World's Smartest Dog? Meet a Border Collie Whose Memory Astounds
Chaser the dog has been taught to identify more than 1,000 objects.
Feb. 9, 2011— -- For one amazing dog, the words "sit," "fetch," and "roll over" aren't the limits of her language -- they're only the beginning. Six-year-old female border collie Chaser has been trained by her owner to understand more than 1,000 words, along with simple sentences.
Chaser's owner, John Pilley, has spent years training and testing the limits of her intelligence. The 82-year-old psychology professor used children's toys and other objects to teach Chaser nouns, and she's still learning new things.
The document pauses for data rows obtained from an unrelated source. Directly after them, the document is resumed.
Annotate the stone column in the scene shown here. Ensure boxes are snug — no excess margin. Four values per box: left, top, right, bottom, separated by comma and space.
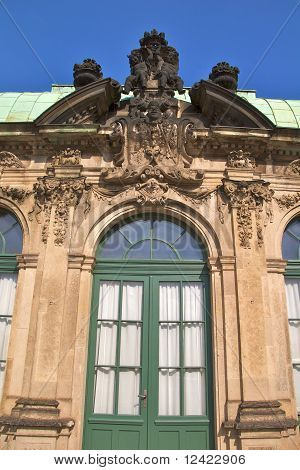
220, 176, 298, 449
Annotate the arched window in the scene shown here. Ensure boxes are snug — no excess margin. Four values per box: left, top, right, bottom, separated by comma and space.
0, 209, 22, 399
282, 217, 300, 413
97, 217, 207, 261
84, 216, 214, 450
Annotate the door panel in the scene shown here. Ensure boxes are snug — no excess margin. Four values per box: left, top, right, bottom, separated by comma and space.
83, 276, 149, 450
83, 273, 213, 450
147, 276, 213, 450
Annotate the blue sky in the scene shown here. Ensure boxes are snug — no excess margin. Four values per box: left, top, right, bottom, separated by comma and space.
0, 0, 299, 98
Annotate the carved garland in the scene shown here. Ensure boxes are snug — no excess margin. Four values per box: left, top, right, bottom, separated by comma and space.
29, 176, 90, 246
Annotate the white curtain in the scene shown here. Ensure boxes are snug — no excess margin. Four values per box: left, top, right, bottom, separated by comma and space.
159, 282, 180, 415
159, 282, 206, 416
94, 281, 143, 415
0, 273, 17, 400
285, 279, 300, 411
94, 281, 120, 414
118, 282, 143, 415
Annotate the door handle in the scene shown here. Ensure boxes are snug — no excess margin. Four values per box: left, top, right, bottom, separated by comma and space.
138, 389, 147, 407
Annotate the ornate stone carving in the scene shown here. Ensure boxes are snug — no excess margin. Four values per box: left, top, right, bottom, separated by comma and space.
219, 179, 274, 248
73, 58, 102, 88
209, 61, 239, 91
0, 185, 31, 203
226, 149, 256, 169
285, 159, 300, 176
275, 192, 300, 209
0, 151, 24, 170
136, 179, 169, 205
51, 148, 81, 166
29, 177, 90, 245
123, 29, 184, 95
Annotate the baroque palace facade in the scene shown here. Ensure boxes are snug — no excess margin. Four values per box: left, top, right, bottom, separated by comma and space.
0, 30, 299, 450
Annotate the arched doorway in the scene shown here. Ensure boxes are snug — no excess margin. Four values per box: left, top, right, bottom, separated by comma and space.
83, 215, 214, 449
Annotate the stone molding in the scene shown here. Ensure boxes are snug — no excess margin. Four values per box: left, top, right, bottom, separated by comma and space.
17, 254, 39, 269
218, 255, 236, 271
266, 258, 287, 274
223, 400, 297, 433
68, 255, 95, 272
0, 398, 74, 434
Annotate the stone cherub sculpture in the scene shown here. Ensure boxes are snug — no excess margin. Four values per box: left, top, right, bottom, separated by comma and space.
123, 50, 149, 94
156, 48, 184, 94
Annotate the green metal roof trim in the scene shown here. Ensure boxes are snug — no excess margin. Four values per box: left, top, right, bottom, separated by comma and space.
0, 84, 300, 128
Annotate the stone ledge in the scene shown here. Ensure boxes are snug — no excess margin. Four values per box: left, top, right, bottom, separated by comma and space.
223, 400, 297, 433
0, 416, 74, 430
0, 397, 75, 434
Watch "Nova scienceNow" on PBS tonight for more on Chaser's amazing abilities
Over the course of three years, Pilley spent four to five hours a day teaching Chaser about new objects and their names. Pilley jokes that he almost had to go to bed at 8 p.m. just to keep up with the Chaser's never-ending energy and attention to the training.
"She was born to live in the Scottish mountains and herd sheep," said Pilley, who is retired from a teaching career at Wofford College in Spartanburg, S.C.
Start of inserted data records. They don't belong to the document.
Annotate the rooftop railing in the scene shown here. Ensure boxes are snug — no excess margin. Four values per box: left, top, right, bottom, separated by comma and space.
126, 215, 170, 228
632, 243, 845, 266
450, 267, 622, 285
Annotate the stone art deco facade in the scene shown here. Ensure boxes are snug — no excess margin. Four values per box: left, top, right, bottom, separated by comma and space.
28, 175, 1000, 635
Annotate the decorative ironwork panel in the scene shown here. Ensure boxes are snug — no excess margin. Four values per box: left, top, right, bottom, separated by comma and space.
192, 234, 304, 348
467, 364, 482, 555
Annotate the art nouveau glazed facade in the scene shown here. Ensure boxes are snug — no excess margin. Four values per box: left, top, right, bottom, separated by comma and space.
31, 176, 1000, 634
Eventually, they amassed a collection of 1,022 objects: 800 stuffed animals, 116 balls, 26 "Frisbees" and other assorted items, each given a distinct name. There's even one stuffed cube, named "ABC."
PBS host Neil deGrasse Tyson visited Pilley and Chaser recently for a Nova documentary and quizzed the dog's remarkable memory with a random sampling of toys. The toys were placed in another room, and as Tyson called out the items by name, Chaser would go and retrieve them.
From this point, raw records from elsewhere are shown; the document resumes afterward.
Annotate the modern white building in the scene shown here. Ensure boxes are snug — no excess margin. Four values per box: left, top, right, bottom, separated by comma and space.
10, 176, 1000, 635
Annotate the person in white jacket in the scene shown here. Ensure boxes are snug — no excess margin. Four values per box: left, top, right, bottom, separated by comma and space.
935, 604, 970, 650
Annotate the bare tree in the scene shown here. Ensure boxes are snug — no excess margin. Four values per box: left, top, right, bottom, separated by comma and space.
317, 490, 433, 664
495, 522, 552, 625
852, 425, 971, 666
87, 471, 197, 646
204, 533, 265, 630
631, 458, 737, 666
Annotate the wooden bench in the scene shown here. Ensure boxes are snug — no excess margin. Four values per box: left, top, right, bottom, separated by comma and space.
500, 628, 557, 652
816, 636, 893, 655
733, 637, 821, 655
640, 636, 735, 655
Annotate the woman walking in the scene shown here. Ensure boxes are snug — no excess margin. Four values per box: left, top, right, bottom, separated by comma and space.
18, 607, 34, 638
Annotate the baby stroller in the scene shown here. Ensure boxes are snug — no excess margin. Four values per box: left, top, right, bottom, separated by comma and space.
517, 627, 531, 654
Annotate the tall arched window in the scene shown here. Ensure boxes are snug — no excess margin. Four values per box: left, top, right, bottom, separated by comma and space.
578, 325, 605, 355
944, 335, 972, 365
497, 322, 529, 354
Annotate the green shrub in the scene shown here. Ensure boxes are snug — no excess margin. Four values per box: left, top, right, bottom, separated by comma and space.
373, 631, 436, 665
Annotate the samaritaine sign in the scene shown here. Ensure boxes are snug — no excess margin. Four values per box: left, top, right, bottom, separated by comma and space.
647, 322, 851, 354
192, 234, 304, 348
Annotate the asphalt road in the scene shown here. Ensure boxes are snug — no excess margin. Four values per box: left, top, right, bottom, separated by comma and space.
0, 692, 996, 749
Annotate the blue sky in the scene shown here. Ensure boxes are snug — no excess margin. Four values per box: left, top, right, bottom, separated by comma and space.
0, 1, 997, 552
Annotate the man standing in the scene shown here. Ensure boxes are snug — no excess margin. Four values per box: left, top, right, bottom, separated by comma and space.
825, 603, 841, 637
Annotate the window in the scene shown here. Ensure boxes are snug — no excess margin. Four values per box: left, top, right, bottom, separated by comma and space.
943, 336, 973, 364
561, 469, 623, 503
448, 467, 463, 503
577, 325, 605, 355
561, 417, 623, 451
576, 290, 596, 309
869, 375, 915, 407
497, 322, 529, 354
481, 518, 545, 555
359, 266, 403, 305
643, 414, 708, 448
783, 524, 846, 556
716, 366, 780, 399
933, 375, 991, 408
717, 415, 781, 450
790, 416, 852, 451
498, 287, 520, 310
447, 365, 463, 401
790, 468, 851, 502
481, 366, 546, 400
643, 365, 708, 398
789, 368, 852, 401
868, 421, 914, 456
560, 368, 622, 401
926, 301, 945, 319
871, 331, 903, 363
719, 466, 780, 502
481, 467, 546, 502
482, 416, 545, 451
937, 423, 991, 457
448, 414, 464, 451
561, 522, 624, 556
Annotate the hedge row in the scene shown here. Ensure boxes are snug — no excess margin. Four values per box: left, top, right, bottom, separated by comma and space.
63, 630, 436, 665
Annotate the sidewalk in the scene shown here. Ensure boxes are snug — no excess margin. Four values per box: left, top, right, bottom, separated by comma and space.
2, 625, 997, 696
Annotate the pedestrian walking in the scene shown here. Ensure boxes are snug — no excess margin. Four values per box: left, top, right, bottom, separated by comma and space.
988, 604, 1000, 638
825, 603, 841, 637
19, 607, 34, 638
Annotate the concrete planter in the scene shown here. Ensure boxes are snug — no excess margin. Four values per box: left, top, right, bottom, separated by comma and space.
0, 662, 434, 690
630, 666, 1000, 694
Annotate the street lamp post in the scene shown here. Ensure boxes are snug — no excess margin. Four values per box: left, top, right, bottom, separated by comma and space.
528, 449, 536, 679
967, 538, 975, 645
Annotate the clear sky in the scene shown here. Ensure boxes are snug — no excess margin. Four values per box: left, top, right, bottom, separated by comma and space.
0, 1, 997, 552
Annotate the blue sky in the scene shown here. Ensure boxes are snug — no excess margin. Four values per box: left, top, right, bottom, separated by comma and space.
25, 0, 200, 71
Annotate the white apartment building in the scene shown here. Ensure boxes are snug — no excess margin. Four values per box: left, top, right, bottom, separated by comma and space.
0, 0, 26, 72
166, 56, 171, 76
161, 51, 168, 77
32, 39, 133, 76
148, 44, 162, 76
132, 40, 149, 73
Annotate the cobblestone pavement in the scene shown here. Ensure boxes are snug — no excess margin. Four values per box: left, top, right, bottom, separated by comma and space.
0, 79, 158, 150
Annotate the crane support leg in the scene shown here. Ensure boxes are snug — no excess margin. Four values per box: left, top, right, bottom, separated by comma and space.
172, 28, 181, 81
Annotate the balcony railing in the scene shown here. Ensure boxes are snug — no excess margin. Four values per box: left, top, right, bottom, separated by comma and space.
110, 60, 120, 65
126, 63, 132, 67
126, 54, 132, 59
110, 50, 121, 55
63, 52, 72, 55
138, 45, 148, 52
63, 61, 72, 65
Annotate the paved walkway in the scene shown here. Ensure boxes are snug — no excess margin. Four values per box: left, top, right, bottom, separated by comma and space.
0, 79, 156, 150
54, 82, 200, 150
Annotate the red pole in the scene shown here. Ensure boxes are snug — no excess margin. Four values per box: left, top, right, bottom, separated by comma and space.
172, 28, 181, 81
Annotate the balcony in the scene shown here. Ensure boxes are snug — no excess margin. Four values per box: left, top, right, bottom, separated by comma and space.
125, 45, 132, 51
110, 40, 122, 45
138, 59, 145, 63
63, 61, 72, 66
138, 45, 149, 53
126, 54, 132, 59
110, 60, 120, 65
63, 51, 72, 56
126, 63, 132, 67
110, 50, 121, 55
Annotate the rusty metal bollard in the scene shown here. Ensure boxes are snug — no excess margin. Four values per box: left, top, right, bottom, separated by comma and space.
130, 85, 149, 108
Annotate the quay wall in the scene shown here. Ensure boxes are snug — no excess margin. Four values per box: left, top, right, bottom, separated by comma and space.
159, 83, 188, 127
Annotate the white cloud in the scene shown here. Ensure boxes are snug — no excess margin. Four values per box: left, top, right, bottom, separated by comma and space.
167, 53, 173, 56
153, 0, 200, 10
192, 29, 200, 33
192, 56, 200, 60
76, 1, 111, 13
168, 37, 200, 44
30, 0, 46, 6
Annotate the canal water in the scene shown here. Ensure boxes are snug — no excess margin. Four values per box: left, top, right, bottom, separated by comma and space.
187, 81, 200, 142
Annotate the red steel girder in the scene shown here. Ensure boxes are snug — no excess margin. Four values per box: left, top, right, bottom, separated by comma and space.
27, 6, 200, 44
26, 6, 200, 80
Tyson also brought along a new toy -- a doll named "Darwin" -- which Chaser had never seen before. When he asked her to find it in the other room, Chaser could locate the doll amid the other toys, inferring that the new object was connected with the new word.
"Whoa! " Tyson said to Chaser, tail wagging with "Darwin" in her mouth.
Chaser has also demonstrated the ability to understand verbs, including "find," "nose" and "paw," performing each of the actions on any of the 1000 objects.